The below series of images demonstrate the unfortunate and unusual infection of a breast implant as a result of countless aspirations of a galactocele rather than definitive drainage. Fortunately, the patient did well and continued to breastfeed for years after this removal of the infected implant. But it was a 100% preventable issue. We detail more of her case in this report in a plastic surgery journal.
Milk Fistula
Milk fistula, a communication between a duct and the skin, is rarely persistent if managed appropriately. Cessation of breastfeeding is neither recommended nor required. However, to promote early and full resolution, conditions that led to the patient developing a fluid collection that required drainage should be addressed.

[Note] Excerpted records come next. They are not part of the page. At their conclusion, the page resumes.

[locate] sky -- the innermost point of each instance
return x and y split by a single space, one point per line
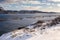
41 5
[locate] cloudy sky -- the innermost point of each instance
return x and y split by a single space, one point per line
42 5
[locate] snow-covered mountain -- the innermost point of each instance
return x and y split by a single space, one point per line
37 31
30 33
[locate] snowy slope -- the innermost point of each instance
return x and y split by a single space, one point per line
52 33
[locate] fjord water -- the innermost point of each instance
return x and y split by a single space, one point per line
9 22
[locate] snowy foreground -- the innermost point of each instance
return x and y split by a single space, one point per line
52 33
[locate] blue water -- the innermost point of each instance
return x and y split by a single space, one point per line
13 21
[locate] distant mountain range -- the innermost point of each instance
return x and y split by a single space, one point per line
2 11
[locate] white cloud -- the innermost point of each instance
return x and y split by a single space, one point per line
31 2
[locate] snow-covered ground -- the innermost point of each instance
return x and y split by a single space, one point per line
52 33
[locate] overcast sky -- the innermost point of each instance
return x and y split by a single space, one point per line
42 5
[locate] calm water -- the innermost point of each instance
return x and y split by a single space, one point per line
13 21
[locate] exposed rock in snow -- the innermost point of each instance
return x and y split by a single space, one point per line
52 33
43 32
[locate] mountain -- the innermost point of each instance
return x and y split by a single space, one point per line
34 32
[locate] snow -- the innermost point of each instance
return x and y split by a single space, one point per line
52 33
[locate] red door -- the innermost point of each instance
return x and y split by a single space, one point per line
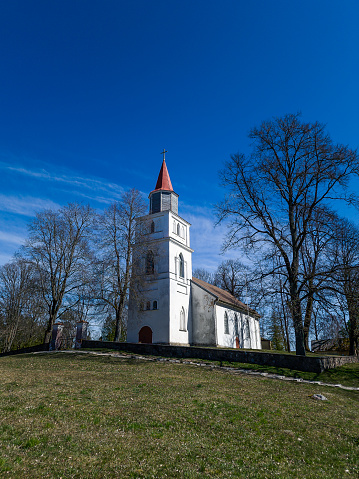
145 335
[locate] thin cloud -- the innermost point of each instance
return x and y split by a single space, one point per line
79 185
11 238
25 205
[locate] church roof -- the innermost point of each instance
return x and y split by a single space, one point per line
163 181
224 296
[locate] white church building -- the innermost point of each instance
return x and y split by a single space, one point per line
172 306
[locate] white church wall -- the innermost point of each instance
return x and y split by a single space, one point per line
180 289
246 329
203 317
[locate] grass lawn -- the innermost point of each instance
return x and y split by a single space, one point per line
83 416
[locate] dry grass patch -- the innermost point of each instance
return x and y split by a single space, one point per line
83 416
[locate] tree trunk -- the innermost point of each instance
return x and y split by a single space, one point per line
297 320
307 320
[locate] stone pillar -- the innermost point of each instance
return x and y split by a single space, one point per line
81 333
56 338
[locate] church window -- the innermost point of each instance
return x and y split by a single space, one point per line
181 265
236 324
226 325
182 320
249 333
150 263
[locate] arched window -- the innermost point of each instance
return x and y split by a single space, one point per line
182 320
226 325
236 325
181 265
248 333
150 263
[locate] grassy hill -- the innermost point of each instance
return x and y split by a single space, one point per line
82 416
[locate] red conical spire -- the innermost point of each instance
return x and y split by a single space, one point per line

This includes eliminating pumping or overfeeding, massaging, and hyperlactation. While a short term drain or skin wick is necessary to decompress inflamed tissue for a period of a few days at most, a lactating breast should never be packed with packing tape. Packing tape promotes increased inflammation and prolongs healing time. The packing tape also becomes soaked with breastmilk immediately. Packing can be extremely painful on any part of the body, particularly the lactating breast.